The focus of the study was the city of Mérida and its population of about a million people
The 40,000 dengue cases from 2008 to 2015 were clustered. About half were in neighborhoods hot spots taking up 27 percent of the city, the researchers found.
These hot spots were also the first appearances of the the chikungunya and Zika virus that followed the dengue outbreak.
About 75 percent of the chikungunya cases were centered there in 2015, and all of the Zika cases in 2016, their first appearance, were accounted for in those same neighborhoods.
Blood tests of 5,000 people showed that people living within the hot spots showed twice the rate of viral infection from those outside the locations.
The Aedes aegypti mosquito is particularly difficult to stop because it has adapted to urban environments.
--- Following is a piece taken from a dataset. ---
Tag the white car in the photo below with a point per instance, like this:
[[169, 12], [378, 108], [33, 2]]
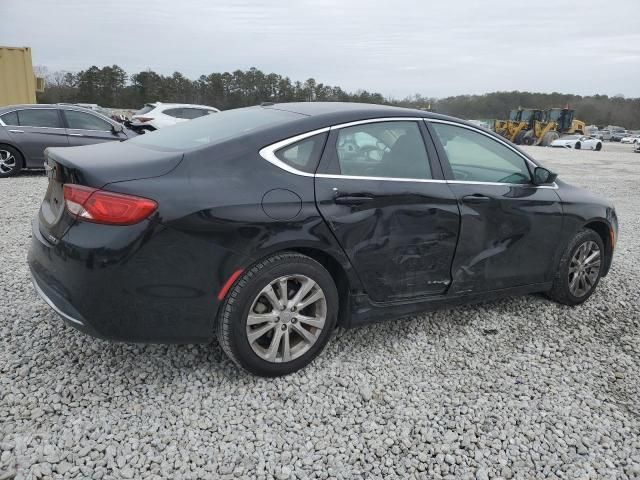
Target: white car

One of its tactics is to live inside houses, avoiding outdoor spraying by health officials.
Key areas could be tactically targeted for indoor residential spraying, according to the paper.
“Although effective vaccines would be the ultimate line of defense against these diseases, we cannot give up on mosquito control,” said Vzquez-Prokopec. Inoculations for chikungunya and Zika have not yet been developed.
Dengue fever was originally reported in the Americas as early as the 1600s, brought by colonialism and the winds of war and trade. Ever since, it has appeared intermittently in the warmer climate of the Western Hemisphere, carried by the Aedes aegypti mosquito.